Tauopathies comprise a heterogeneous family of neurodegenerative diseases characterized by pathological accumulation of hyperphosphorylated Tau protein. Pathological changes in serotonergic signaling have been associated with tauopathy etiology, but the underlying mechanisms remain poorly understood. Here, we studied the role of the serotonin receptor 7 (5-HT7R), in a mouse model of tauopathy induced by overexpressing the human Tau[R406W] mutant associated with inherited forms of frontotemporal dementia. We showed that the constitutive 5-HT7R activity is required for Tau hyperphosphorylation and formation of highly bundled Tau structures (HBTS) through G-protein-independent, CDK5-dependent mechanism. We also showed that 5-HT7R physically interacts with CDK5. At the systemic level, 5-HT7R-mediated CDK5 activation induces HBTS leading to neuronal death, reduced long-term potentiation (LTP), and impaired memory in mice.
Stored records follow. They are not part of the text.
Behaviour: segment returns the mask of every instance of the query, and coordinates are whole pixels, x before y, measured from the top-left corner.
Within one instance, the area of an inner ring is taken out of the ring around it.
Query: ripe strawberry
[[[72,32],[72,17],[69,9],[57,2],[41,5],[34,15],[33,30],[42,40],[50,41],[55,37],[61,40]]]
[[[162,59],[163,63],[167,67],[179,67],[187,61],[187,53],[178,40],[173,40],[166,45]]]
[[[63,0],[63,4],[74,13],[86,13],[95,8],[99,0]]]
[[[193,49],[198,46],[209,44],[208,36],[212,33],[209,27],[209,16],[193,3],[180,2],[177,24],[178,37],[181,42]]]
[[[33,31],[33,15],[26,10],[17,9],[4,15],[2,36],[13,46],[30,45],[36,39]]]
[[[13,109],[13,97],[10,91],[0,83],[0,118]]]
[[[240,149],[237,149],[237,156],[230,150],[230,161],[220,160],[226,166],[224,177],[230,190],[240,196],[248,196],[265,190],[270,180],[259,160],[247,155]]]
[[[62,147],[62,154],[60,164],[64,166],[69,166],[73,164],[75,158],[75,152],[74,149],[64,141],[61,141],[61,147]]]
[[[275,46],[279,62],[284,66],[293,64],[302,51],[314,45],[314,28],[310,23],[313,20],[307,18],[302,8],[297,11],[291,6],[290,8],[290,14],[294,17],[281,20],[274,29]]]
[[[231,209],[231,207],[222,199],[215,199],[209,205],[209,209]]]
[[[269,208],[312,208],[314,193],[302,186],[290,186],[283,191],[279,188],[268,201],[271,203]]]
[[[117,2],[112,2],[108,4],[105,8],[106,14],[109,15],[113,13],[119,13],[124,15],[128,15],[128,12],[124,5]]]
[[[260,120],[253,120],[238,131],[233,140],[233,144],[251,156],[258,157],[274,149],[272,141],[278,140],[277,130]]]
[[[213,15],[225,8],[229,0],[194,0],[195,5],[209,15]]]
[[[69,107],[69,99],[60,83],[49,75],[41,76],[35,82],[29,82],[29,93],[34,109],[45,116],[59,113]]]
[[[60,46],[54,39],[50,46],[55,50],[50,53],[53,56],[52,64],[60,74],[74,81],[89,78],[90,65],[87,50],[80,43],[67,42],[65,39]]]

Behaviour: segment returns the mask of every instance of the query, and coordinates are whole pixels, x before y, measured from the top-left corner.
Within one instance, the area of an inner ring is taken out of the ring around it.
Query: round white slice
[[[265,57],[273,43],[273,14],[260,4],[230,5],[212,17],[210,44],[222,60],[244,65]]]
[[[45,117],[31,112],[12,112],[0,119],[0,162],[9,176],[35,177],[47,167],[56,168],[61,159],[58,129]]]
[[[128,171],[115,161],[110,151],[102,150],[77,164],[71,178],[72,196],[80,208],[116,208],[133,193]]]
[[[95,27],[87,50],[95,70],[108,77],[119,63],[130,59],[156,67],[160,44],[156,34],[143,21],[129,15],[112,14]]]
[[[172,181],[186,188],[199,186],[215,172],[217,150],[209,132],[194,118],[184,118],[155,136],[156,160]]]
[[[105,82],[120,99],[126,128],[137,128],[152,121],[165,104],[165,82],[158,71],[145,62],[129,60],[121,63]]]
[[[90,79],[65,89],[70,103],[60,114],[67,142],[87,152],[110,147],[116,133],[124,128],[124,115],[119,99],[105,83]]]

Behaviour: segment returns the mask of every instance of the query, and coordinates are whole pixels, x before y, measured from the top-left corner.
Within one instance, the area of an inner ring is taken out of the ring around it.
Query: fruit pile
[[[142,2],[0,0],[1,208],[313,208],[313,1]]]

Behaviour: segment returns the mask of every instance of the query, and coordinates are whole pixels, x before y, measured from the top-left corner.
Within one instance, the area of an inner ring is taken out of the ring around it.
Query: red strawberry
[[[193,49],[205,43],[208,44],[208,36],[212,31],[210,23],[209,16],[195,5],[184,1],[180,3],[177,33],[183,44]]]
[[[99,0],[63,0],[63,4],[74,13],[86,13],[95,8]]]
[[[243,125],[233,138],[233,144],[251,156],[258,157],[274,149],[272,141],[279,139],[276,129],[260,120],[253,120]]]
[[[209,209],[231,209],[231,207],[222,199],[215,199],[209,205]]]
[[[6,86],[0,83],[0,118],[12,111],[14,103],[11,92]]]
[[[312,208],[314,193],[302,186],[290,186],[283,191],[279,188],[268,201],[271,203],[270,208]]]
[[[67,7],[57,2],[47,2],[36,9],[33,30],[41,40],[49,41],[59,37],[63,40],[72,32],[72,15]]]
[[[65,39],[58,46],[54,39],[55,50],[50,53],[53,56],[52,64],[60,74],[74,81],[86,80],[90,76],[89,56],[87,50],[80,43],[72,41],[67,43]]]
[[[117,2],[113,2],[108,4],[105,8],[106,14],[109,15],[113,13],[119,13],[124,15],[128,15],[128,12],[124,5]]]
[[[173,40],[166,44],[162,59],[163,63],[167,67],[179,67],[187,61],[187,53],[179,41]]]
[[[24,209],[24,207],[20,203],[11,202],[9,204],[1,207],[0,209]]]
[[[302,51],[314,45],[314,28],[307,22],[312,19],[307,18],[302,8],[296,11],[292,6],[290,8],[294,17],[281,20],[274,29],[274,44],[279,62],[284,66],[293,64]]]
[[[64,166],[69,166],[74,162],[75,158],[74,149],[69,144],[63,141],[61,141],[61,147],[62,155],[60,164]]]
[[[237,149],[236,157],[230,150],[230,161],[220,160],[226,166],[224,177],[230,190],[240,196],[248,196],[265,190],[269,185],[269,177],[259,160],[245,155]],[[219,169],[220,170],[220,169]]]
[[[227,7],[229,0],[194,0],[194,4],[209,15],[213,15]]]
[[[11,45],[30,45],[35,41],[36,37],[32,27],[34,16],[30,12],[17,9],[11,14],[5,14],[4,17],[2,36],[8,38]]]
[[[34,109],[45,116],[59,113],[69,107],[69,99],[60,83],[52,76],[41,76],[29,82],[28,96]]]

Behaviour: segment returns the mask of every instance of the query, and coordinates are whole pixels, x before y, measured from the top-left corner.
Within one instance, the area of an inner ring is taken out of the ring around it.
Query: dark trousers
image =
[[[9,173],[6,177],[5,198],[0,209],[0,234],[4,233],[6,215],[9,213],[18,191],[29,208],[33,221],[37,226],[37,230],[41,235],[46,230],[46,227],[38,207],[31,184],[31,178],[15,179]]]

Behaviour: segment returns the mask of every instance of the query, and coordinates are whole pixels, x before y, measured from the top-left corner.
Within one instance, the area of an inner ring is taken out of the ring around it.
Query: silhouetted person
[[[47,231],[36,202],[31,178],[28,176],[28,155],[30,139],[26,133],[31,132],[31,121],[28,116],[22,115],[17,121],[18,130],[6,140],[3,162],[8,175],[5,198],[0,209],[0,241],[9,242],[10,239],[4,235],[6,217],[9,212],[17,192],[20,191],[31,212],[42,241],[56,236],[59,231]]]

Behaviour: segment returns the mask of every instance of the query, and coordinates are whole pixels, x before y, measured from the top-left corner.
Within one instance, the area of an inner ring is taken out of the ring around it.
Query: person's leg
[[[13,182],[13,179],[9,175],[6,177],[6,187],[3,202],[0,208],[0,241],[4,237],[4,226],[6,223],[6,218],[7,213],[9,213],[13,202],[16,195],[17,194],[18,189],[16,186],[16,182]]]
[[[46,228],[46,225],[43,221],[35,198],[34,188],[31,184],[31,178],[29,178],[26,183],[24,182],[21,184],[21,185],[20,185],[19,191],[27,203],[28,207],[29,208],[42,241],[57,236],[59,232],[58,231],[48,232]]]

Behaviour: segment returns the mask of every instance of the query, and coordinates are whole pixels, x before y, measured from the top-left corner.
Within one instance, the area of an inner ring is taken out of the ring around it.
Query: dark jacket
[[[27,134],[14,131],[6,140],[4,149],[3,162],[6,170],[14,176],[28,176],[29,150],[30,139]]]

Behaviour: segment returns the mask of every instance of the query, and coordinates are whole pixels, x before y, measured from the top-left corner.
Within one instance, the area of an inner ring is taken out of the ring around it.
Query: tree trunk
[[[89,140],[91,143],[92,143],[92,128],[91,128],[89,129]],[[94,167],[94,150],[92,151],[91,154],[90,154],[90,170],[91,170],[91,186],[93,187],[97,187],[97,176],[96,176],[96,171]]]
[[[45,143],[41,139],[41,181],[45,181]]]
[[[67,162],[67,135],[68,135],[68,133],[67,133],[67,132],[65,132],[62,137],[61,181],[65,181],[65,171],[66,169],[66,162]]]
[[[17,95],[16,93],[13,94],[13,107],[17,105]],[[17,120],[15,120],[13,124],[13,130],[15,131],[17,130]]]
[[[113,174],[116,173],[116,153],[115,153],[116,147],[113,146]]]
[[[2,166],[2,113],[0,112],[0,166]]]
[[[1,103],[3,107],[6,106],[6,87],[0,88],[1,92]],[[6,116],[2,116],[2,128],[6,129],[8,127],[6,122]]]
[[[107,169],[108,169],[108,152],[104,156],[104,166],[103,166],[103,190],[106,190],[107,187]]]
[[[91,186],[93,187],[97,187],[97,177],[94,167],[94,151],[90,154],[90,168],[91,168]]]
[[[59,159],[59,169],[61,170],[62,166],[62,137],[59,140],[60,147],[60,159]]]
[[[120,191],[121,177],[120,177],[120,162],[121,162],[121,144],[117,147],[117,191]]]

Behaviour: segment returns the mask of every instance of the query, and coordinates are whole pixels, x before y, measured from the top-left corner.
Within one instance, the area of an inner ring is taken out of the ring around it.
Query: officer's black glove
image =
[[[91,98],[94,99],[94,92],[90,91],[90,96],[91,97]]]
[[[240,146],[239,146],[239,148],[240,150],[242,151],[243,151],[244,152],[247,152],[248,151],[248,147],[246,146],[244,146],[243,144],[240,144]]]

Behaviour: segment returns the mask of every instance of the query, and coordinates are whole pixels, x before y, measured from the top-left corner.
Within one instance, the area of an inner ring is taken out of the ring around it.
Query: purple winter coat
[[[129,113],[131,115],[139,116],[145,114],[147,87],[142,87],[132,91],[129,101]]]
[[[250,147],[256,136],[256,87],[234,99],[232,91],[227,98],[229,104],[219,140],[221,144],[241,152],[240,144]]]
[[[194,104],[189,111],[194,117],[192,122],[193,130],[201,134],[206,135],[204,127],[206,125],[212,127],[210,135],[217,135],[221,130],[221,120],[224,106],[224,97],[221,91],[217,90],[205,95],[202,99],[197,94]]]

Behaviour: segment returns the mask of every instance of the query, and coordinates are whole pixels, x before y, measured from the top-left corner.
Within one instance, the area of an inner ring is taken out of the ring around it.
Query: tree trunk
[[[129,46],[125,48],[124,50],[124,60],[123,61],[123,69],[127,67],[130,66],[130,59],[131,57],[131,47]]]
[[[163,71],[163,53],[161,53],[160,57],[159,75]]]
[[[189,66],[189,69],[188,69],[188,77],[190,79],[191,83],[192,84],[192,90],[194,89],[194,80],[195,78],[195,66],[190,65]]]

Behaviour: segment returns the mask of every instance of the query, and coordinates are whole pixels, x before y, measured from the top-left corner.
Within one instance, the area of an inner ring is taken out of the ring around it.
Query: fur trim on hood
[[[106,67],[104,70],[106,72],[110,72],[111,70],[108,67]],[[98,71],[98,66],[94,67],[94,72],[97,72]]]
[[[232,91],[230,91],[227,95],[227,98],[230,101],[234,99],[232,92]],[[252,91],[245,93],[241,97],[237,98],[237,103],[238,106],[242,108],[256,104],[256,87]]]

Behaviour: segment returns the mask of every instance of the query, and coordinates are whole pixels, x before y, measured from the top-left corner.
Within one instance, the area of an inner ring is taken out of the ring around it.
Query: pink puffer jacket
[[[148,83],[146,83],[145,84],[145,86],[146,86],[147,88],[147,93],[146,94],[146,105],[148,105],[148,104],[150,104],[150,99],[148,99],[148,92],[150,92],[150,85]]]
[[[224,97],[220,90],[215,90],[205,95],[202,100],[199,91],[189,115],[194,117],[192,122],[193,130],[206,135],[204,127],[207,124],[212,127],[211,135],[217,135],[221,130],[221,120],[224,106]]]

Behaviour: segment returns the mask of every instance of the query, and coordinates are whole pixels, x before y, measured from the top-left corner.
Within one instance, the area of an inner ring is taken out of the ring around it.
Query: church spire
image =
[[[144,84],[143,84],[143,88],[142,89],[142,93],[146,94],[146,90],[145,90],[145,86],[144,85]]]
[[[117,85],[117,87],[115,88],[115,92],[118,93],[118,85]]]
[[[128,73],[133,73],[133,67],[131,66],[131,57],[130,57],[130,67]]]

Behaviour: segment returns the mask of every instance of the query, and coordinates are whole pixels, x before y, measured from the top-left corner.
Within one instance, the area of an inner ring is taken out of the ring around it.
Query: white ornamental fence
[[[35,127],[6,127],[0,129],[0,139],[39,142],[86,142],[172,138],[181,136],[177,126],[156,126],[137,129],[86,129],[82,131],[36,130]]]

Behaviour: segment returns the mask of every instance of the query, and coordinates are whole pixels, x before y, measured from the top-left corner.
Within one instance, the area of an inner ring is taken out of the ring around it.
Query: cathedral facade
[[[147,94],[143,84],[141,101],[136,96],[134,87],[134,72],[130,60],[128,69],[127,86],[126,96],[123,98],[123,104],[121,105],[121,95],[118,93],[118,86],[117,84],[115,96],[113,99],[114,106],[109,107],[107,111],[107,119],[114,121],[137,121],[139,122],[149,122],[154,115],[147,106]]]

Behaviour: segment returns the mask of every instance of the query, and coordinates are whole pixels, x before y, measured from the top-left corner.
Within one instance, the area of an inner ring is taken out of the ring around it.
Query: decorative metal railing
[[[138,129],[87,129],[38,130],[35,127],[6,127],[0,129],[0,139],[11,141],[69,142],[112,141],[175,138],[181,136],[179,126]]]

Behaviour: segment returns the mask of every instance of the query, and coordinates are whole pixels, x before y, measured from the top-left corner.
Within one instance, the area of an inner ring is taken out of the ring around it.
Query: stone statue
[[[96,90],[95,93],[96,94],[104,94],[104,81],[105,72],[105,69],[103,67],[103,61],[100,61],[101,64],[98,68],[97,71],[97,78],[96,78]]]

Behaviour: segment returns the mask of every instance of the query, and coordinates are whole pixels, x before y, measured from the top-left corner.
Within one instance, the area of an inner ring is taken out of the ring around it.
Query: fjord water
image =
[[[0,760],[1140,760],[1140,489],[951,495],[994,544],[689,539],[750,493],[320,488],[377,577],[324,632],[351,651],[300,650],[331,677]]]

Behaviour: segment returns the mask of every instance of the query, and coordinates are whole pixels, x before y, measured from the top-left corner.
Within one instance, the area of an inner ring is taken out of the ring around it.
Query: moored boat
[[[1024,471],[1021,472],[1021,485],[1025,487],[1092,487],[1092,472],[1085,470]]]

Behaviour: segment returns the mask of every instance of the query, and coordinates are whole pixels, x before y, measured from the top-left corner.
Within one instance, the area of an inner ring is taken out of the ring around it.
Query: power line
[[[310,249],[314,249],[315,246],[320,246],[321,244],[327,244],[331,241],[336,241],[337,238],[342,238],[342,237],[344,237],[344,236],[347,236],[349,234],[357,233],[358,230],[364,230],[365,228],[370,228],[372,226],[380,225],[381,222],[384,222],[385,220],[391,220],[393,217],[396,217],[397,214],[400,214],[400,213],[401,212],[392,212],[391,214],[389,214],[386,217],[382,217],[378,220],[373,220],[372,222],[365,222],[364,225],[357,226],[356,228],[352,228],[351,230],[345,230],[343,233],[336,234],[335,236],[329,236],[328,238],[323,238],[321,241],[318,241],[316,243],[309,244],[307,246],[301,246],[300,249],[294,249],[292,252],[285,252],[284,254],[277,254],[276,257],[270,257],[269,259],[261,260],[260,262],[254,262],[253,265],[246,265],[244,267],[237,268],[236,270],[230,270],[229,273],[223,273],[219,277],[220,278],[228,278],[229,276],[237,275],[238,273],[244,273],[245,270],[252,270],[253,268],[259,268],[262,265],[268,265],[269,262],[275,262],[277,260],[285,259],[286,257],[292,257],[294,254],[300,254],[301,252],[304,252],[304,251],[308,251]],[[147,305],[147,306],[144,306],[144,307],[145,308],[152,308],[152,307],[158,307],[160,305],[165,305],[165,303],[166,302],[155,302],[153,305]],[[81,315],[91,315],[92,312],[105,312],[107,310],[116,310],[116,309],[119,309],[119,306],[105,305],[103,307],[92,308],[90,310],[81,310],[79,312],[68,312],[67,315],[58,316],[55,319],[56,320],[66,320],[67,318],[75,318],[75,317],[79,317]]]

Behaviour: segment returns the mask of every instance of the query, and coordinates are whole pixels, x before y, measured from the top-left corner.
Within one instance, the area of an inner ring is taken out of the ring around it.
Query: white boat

Specific blockade of constitutive 5-HT7R activity in neurons that overexpressed Tau[R406W] prevents Tau hyperphosphorylation, aggregation, and neurotoxicity. Moreover, 5-HT7R knockdown in the prefrontal cortex fully abrogates Tau[R406W]-induced LTP deficits and memory impairments. Thus, 5-HT7R/CDK5 signaling emerged as a new, promising target for tauopathy treatments.

Tauopathies 包括一个异质的神经退行性疾病家族，其特征是过度磷酸化 Tau 蛋白的病理性积累。血清素信号的病理变化与 tau 蛋白病病因有关，但其潜在机制仍知之甚少。在这里，我们研究了血清素受体 7 (5-HT7R) 在与遗传性额颞叶痴呆相关的人类 Tau[R406W] 突变体过表达诱导的 tau 蛋白病变小鼠模型中的作用。我们表明，Tau 过度磷酸化和通过 G 蛋白非依赖性、CDK5 依赖性机制形成高度捆绑的 Tau 结构 (HBTS) 需要组成性 5-HT7R 活性。我们还展示了 5-HT7R 与 CDK5 的物理相互作用。在系统层面，5-HT7R 介导的 CDK5 激活诱导 HBTS，导致神经元死亡、长期增强 (LTP) 降低和小鼠记忆力受损。在过表达 Tau[R406W] 的神经元中对组成型 5-HT7R 活性的特异性阻断可防止 Tau 过度磷酸化、聚集和神经毒性。此外，前额叶皮层中的 5-HT7R 敲低完全消除了 Tau[R406W] 诱导的 LTP 缺陷和记忆障碍。因此，5-HT7R/CDK5 信号转导成为 tau 蛋白病治疗的一个新的、有希望的靶点。前额叶皮层中的 5-HT7R 敲低完全消除了 Tau[R406W] 诱导的 LTP 缺陷和记忆障碍。因此，5-HT7R/CDK5 信号转导成为 tau 蛋白病治疗的一个新的、有希望的靶点。前额叶皮层中的 5-HT7R 敲低完全消除了 Tau[R406W] 诱导的 LTP 缺陷和记忆障碍。因此，5-HT7R/CDK5 信号转导成为 tau 蛋白病治疗的一个新的、有希望的靶点。